慰謝料請求とは、相手の不法行為によって権利侵害などが生じた場合、精神的苦痛に対して償いを求める損害賠償請求のひとつです。

民法では不法行為による損害賠償を以下のように規定しており、精神的苦痛などの「非財産的損害」に対して慰謝料請求が認められます。

【民法第709条】

故意または過失によって他人の権利や法律上保護される利益を侵害した者は、これによって生じた損害を賠償する責任を負う。

【民法第710条】

他人の身体、自由もしくは名誉を侵害した場合または他人の財産権を侵害した場合のいずれかを問わず、第709条の規定により損害賠償責任を負うものは、財産以外の損害に対しても賠償しなければならない。

なお、精神的苦痛は慰謝料請求の対象になりますが、物的損害の賠償については「弁償」が原則的なルールです。
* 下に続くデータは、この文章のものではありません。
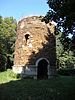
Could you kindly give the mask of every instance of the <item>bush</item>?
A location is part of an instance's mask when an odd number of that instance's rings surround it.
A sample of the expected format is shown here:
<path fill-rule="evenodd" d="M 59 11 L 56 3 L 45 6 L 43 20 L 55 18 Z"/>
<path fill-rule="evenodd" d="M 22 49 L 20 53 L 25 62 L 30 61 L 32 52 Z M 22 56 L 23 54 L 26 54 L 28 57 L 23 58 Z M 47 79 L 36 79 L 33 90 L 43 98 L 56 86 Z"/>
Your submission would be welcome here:
<path fill-rule="evenodd" d="M 57 71 L 58 74 L 64 75 L 64 76 L 74 76 L 75 75 L 75 69 L 59 69 Z"/>

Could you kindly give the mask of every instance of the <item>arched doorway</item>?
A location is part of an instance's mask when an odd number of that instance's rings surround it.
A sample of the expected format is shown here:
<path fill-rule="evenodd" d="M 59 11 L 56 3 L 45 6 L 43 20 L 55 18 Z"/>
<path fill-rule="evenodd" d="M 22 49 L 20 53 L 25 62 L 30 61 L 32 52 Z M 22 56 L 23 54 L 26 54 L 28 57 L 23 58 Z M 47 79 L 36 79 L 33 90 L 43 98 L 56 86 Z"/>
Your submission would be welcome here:
<path fill-rule="evenodd" d="M 41 58 L 37 61 L 37 78 L 47 79 L 48 78 L 48 61 Z"/>

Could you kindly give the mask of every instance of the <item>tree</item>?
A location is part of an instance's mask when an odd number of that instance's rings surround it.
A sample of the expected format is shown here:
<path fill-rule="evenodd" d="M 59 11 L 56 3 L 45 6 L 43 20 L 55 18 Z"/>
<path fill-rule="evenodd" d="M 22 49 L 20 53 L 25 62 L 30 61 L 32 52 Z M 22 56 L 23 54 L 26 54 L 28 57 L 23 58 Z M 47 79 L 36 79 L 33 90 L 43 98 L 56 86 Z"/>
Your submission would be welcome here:
<path fill-rule="evenodd" d="M 61 43 L 64 50 L 72 50 L 75 55 L 75 0 L 48 0 L 47 3 L 50 10 L 43 20 L 57 23 L 57 31 L 63 32 Z"/>
<path fill-rule="evenodd" d="M 17 22 L 13 17 L 0 16 L 0 69 L 11 67 Z M 4 67 L 5 66 L 5 67 Z"/>
<path fill-rule="evenodd" d="M 75 0 L 48 0 L 50 10 L 43 20 L 54 20 L 56 26 L 57 65 L 75 67 Z"/>

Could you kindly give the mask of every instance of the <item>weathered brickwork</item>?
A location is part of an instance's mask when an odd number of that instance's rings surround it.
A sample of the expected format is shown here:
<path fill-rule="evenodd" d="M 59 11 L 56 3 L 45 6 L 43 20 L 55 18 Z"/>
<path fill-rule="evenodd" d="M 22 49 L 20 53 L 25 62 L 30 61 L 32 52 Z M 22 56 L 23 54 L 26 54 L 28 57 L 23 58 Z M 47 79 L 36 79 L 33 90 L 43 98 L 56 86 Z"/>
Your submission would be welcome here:
<path fill-rule="evenodd" d="M 38 59 L 47 59 L 49 67 L 56 69 L 56 40 L 54 25 L 32 16 L 19 21 L 14 52 L 14 67 L 37 66 Z"/>

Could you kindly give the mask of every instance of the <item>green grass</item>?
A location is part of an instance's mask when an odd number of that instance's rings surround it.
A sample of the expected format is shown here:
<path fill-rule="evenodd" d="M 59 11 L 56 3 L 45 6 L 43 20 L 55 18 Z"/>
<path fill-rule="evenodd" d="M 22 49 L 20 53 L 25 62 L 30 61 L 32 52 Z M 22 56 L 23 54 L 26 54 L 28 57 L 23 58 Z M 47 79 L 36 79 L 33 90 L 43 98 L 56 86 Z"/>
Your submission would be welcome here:
<path fill-rule="evenodd" d="M 12 70 L 8 69 L 7 71 L 0 72 L 0 84 L 11 80 L 17 80 L 17 74 L 14 74 Z"/>
<path fill-rule="evenodd" d="M 4 82 L 0 78 L 0 100 L 75 100 L 75 77 L 72 76 L 21 80 L 8 70 L 0 73 L 0 77 L 4 78 Z"/>

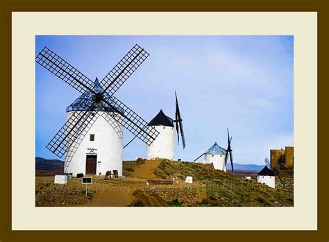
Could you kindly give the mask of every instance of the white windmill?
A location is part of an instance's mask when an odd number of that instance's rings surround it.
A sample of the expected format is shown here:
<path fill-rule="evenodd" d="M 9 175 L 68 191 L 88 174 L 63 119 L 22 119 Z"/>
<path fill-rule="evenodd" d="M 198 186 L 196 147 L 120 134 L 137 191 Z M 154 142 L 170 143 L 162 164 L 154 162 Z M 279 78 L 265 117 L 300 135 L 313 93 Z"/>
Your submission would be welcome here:
<path fill-rule="evenodd" d="M 81 94 L 67 107 L 65 124 L 47 146 L 59 157 L 65 155 L 65 173 L 117 170 L 122 175 L 123 127 L 148 145 L 155 140 L 158 132 L 113 96 L 148 56 L 136 44 L 99 83 L 47 47 L 37 55 L 38 64 Z"/>
<path fill-rule="evenodd" d="M 271 166 L 271 164 L 267 158 L 265 158 L 264 162 L 266 166 L 257 174 L 257 182 L 276 188 L 276 172 Z"/>
<path fill-rule="evenodd" d="M 183 119 L 179 111 L 178 101 L 177 94 L 176 96 L 176 112 L 175 119 L 169 117 L 163 112 L 162 110 L 147 124 L 150 129 L 155 129 L 159 132 L 151 144 L 146 144 L 146 159 L 152 159 L 155 158 L 164 158 L 174 159 L 175 157 L 175 127 L 177 132 L 178 144 L 179 144 L 179 135 L 182 138 L 183 148 L 185 148 L 185 139 L 184 130 L 183 129 Z"/>
<path fill-rule="evenodd" d="M 227 149 L 221 148 L 217 144 L 217 142 L 214 142 L 212 146 L 211 146 L 207 151 L 205 151 L 204 153 L 202 153 L 200 156 L 195 159 L 194 162 L 196 161 L 199 158 L 204 155 L 205 159 L 203 162 L 203 164 L 212 164 L 215 169 L 226 172 L 227 162 L 228 156 L 230 156 L 232 172 L 233 172 L 233 157 L 232 155 L 233 150 L 230 148 L 231 141 L 232 137 L 230 137 L 230 133 L 228 128 Z"/>

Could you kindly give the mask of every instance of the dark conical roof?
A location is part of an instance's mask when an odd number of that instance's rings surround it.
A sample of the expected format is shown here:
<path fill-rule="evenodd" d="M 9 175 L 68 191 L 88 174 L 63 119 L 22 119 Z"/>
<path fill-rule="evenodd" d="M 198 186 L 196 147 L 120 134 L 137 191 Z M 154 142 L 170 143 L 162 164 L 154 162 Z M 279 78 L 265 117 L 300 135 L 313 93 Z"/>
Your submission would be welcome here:
<path fill-rule="evenodd" d="M 275 176 L 274 171 L 270 169 L 267 166 L 265 166 L 262 171 L 258 173 L 258 175 L 270 175 Z"/>
<path fill-rule="evenodd" d="M 96 93 L 101 93 L 103 91 L 103 87 L 99 84 L 99 80 L 96 78 L 94 84 L 94 92 Z M 66 112 L 70 111 L 85 111 L 89 107 L 87 107 L 86 103 L 92 103 L 92 98 L 94 96 L 94 94 L 90 92 L 87 91 L 85 92 L 83 94 L 79 96 L 78 98 L 76 98 L 70 105 L 69 105 L 67 109 Z M 111 96 L 106 93 L 103 94 L 103 98 L 108 101 L 109 103 L 112 103 L 111 101 Z M 104 107 L 107 112 L 115 112 L 110 107 Z"/>
<path fill-rule="evenodd" d="M 148 124 L 148 126 L 169 126 L 174 127 L 172 119 L 166 116 L 162 110 L 152 119 Z"/>

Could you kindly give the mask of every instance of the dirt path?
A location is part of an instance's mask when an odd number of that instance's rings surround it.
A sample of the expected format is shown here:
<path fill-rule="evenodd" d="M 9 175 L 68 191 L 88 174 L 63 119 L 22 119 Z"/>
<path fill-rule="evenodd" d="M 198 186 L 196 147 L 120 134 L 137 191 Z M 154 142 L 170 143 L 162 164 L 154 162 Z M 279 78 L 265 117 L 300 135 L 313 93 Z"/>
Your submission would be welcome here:
<path fill-rule="evenodd" d="M 146 160 L 144 164 L 135 168 L 131 175 L 133 178 L 156 178 L 153 171 L 161 163 L 161 160 Z"/>

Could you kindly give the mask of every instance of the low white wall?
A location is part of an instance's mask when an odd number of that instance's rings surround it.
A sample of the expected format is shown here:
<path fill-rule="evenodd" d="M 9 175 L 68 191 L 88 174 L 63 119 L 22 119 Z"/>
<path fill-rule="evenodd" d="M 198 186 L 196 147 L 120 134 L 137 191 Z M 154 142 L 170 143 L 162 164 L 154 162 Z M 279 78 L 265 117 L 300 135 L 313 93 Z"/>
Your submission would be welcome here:
<path fill-rule="evenodd" d="M 74 113 L 67 112 L 67 119 Z M 99 112 L 100 114 L 101 113 Z M 85 174 L 86 155 L 97 155 L 96 174 L 101 173 L 104 175 L 107 171 L 117 170 L 119 175 L 122 175 L 123 127 L 109 114 L 105 115 L 107 115 L 107 119 L 112 125 L 99 115 L 78 145 L 71 161 L 69 162 L 69 157 L 65 157 L 65 167 L 67 166 L 65 172 L 72 173 L 74 176 L 76 176 L 77 173 Z M 90 140 L 90 134 L 95 135 L 93 141 Z M 76 142 L 74 146 L 76 144 Z M 90 149 L 95 150 L 91 152 Z"/>
<path fill-rule="evenodd" d="M 264 183 L 267 186 L 276 188 L 276 177 L 271 175 L 258 175 L 257 182 Z"/>
<path fill-rule="evenodd" d="M 159 135 L 151 146 L 146 145 L 146 159 L 164 158 L 174 159 L 174 128 L 169 126 L 153 127 L 159 132 Z"/>
<path fill-rule="evenodd" d="M 205 163 L 212 164 L 216 170 L 226 172 L 225 166 L 225 155 L 205 155 Z"/>

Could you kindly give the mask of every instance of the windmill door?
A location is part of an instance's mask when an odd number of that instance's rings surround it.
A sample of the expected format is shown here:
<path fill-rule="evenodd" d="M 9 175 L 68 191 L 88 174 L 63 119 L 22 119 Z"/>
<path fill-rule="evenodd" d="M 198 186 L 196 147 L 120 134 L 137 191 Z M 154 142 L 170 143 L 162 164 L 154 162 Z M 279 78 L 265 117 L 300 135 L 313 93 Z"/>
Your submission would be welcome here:
<path fill-rule="evenodd" d="M 85 173 L 96 174 L 97 155 L 87 155 L 85 160 Z"/>

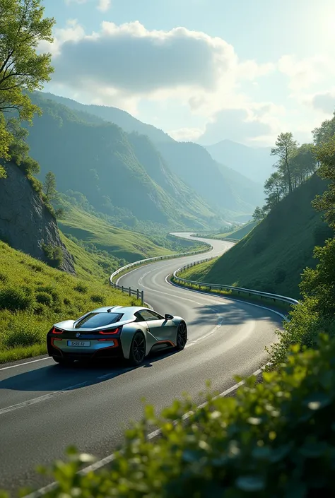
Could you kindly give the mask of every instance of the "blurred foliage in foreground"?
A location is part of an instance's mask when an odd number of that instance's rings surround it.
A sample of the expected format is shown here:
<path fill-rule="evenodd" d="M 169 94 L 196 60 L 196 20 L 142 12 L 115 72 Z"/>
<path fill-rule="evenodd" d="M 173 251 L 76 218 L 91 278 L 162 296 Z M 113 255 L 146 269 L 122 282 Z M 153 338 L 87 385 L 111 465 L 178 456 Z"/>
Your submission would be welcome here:
<path fill-rule="evenodd" d="M 57 461 L 59 485 L 47 496 L 334 496 L 335 341 L 320 336 L 318 350 L 293 347 L 263 381 L 249 379 L 235 398 L 208 396 L 199 410 L 185 399 L 157 418 L 146 407 L 108 466 L 78 475 L 91 460 L 74 450 Z M 150 440 L 156 427 L 161 437 Z"/>

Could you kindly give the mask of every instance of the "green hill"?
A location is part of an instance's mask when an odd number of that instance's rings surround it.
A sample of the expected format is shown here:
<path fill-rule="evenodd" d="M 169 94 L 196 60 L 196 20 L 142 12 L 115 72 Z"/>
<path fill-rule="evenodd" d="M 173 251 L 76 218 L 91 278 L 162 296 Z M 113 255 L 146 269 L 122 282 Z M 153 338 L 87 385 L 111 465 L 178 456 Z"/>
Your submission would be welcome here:
<path fill-rule="evenodd" d="M 0 241 L 0 363 L 45 352 L 45 334 L 53 323 L 78 317 L 101 305 L 136 302 L 112 289 L 107 275 L 101 279 L 103 272 L 99 273 L 97 261 L 83 249 L 71 247 L 71 241 L 69 244 L 70 250 L 74 249 L 76 270 L 84 280 Z M 98 275 L 90 274 L 90 268 Z"/>
<path fill-rule="evenodd" d="M 214 262 L 191 268 L 183 276 L 211 283 L 236 285 L 299 297 L 306 266 L 315 268 L 315 245 L 332 231 L 311 205 L 326 184 L 314 175 L 283 199 L 245 237 Z"/>
<path fill-rule="evenodd" d="M 193 142 L 162 142 L 157 147 L 170 169 L 211 206 L 223 210 L 226 218 L 252 214 L 262 202 L 261 184 L 219 165 L 201 146 Z"/>
<path fill-rule="evenodd" d="M 76 207 L 66 208 L 58 225 L 66 235 L 129 262 L 172 252 L 155 245 L 142 234 L 113 227 Z"/>
<path fill-rule="evenodd" d="M 54 95 L 52 93 L 45 93 L 42 92 L 36 92 L 44 96 L 45 98 L 51 99 L 58 104 L 62 104 L 67 107 L 72 109 L 76 112 L 80 112 L 83 114 L 86 114 L 85 120 L 94 119 L 95 117 L 95 122 L 97 121 L 109 121 L 114 123 L 120 126 L 127 133 L 136 131 L 140 135 L 146 135 L 150 140 L 153 142 L 156 141 L 169 141 L 173 142 L 172 138 L 168 134 L 162 130 L 153 126 L 152 124 L 142 123 L 141 121 L 137 119 L 129 112 L 123 111 L 117 107 L 110 107 L 106 105 L 95 105 L 93 104 L 81 104 L 72 99 L 61 97 L 60 95 Z M 87 114 L 89 114 L 89 117 Z"/>
<path fill-rule="evenodd" d="M 211 238 L 213 239 L 225 239 L 227 237 L 230 239 L 236 239 L 237 240 L 240 240 L 244 237 L 248 235 L 249 232 L 256 226 L 257 223 L 254 221 L 249 221 L 248 223 L 245 223 L 240 228 L 234 230 L 233 232 L 226 232 L 225 233 L 218 233 L 214 235 L 211 235 Z"/>
<path fill-rule="evenodd" d="M 36 94 L 33 100 L 43 114 L 29 129 L 30 154 L 40 162 L 42 178 L 49 170 L 56 174 L 60 191 L 81 192 L 107 215 L 119 208 L 137 220 L 173 229 L 213 226 L 221 219 L 177 181 L 146 137 L 130 137 L 110 123 L 88 123 L 83 113 Z M 156 181 L 148 172 L 154 165 L 160 171 Z"/>
<path fill-rule="evenodd" d="M 230 219 L 241 213 L 251 214 L 256 206 L 261 204 L 264 201 L 261 183 L 243 176 L 235 171 L 235 168 L 231 169 L 217 163 L 204 148 L 196 143 L 177 142 L 161 130 L 142 123 L 127 112 L 115 107 L 86 105 L 51 93 L 39 93 L 38 95 L 63 104 L 76 113 L 80 112 L 81 119 L 87 122 L 101 124 L 103 121 L 109 121 L 117 124 L 129 134 L 136 132 L 147 136 L 151 146 L 153 143 L 163 158 L 164 170 L 168 169 L 173 172 L 184 184 L 189 185 L 198 196 L 206 199 L 212 209 L 214 208 L 217 211 L 218 208 Z M 139 150 L 146 147 L 143 137 L 141 140 Z M 131 138 L 131 141 L 135 146 Z M 251 152 L 254 150 L 249 148 Z M 155 151 L 157 155 L 155 148 Z M 136 155 L 137 153 L 140 153 L 139 148 Z M 142 155 L 141 162 L 146 168 L 150 161 L 146 155 Z M 161 168 L 158 165 L 160 160 L 156 158 L 155 161 L 157 169 Z M 153 168 L 151 171 L 153 172 Z M 194 197 L 188 196 L 187 198 Z"/>

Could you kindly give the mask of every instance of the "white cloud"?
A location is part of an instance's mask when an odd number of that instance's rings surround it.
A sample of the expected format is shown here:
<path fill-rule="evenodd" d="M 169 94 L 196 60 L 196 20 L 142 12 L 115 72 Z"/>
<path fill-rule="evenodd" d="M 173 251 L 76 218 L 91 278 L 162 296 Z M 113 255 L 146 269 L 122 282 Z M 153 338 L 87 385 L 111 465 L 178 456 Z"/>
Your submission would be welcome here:
<path fill-rule="evenodd" d="M 314 109 L 325 114 L 332 114 L 335 111 L 335 89 L 316 93 L 311 97 L 310 102 Z"/>
<path fill-rule="evenodd" d="M 179 142 L 194 142 L 204 134 L 204 130 L 200 128 L 180 128 L 168 131 L 167 133 Z"/>
<path fill-rule="evenodd" d="M 310 88 L 327 76 L 334 74 L 333 61 L 326 55 L 300 59 L 293 55 L 284 55 L 279 59 L 278 68 L 288 76 L 288 87 L 293 93 Z"/>
<path fill-rule="evenodd" d="M 65 0 L 65 4 L 66 5 L 70 5 L 71 4 L 78 4 L 78 5 L 82 5 L 83 4 L 87 4 L 90 0 Z M 97 8 L 101 12 L 107 12 L 112 5 L 111 0 L 98 0 Z"/>
<path fill-rule="evenodd" d="M 224 138 L 245 142 L 272 137 L 280 127 L 280 106 L 255 103 L 241 91 L 242 84 L 254 88 L 273 73 L 276 64 L 241 61 L 221 38 L 180 27 L 150 30 L 139 21 L 105 21 L 99 32 L 88 34 L 75 20 L 54 35 L 54 44 L 42 48 L 54 54 L 52 85 L 63 95 L 134 115 L 140 102 L 159 102 L 161 110 L 166 102 L 168 113 L 170 103 L 177 102 L 190 119 L 176 119 L 177 126 L 170 120 L 168 133 L 177 140 L 204 135 L 208 143 Z"/>
<path fill-rule="evenodd" d="M 97 8 L 101 12 L 107 12 L 110 8 L 111 0 L 99 0 Z"/>
<path fill-rule="evenodd" d="M 54 44 L 43 49 L 55 56 L 54 82 L 94 93 L 94 98 L 177 97 L 209 114 L 231 103 L 237 81 L 254 81 L 274 70 L 273 64 L 240 63 L 221 38 L 185 28 L 149 30 L 139 21 L 105 21 L 99 32 L 87 35 L 71 20 L 55 30 Z"/>

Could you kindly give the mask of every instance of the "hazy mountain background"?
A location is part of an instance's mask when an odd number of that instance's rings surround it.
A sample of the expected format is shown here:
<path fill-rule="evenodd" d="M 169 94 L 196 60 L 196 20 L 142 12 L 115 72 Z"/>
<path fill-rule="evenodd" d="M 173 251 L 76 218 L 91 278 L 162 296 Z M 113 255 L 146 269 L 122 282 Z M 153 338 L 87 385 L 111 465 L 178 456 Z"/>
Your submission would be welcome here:
<path fill-rule="evenodd" d="M 262 185 L 274 172 L 276 158 L 270 155 L 271 147 L 248 147 L 231 140 L 206 146 L 216 161 L 228 166 L 245 177 Z"/>
<path fill-rule="evenodd" d="M 170 171 L 146 136 L 89 122 L 83 113 L 40 95 L 33 100 L 43 114 L 29 128 L 31 155 L 40 164 L 40 177 L 50 170 L 56 174 L 61 192 L 81 192 L 98 211 L 123 214 L 133 227 L 136 220 L 176 228 L 223 220 Z"/>
<path fill-rule="evenodd" d="M 141 157 L 140 162 L 151 177 L 154 179 L 155 174 L 160 175 L 160 182 L 163 183 L 159 184 L 170 195 L 171 189 L 175 193 L 176 189 L 180 191 L 180 185 L 178 187 L 177 184 L 181 179 L 184 189 L 186 186 L 190 187 L 198 194 L 198 198 L 200 196 L 211 209 L 228 220 L 241 216 L 251 217 L 255 206 L 264 201 L 263 177 L 261 175 L 259 181 L 257 172 L 254 177 L 251 174 L 249 177 L 243 175 L 241 170 L 245 167 L 243 164 L 240 165 L 238 160 L 229 165 L 228 167 L 218 161 L 217 158 L 214 160 L 201 146 L 192 142 L 177 142 L 161 130 L 142 123 L 129 113 L 115 107 L 86 105 L 51 93 L 35 93 L 34 98 L 40 99 L 40 105 L 41 98 L 44 102 L 47 98 L 64 105 L 74 110 L 77 117 L 86 123 L 96 125 L 109 121 L 117 124 L 130 134 L 129 141 L 133 148 L 136 148 L 137 158 Z M 136 138 L 133 132 L 144 134 L 147 138 Z M 251 148 L 246 149 L 245 155 L 241 155 L 241 161 L 246 160 L 248 149 L 253 151 Z M 233 154 L 232 155 L 233 157 Z M 257 162 L 256 158 L 254 162 Z M 166 183 L 168 171 L 170 175 L 168 186 Z M 172 173 L 175 174 L 173 179 Z M 175 175 L 179 177 L 178 181 Z M 162 221 L 166 223 L 166 220 L 160 219 L 160 223 Z"/>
よって、物的損害を被ったことによって精神的苦痛を受けたとしても、原則として慰謝料請求は認められません。

離婚時に慰謝料請求が認められる要件

相手の不貞行為などによって精神的苦痛を受けている場合、基本的には慰謝料請求が認められます。

また、以下のようなケースも慰謝料請求の対象になるため、要件に該当するかチェックしておきましょう。

相手の不倫や不貞

相手の不貞行為は精神的な苦痛を伴うため、慰謝料を請求できます。

民法第770条第1項では配偶者の不貞行為を定めており、浮気や不倫があった場合、離婚訴訟を提起できるものとしています。

婚姻している男女には貞操義務があるため、浮気や不倫は重大な裏切り行為になり、大きな精神的苦痛を伴うでしょう。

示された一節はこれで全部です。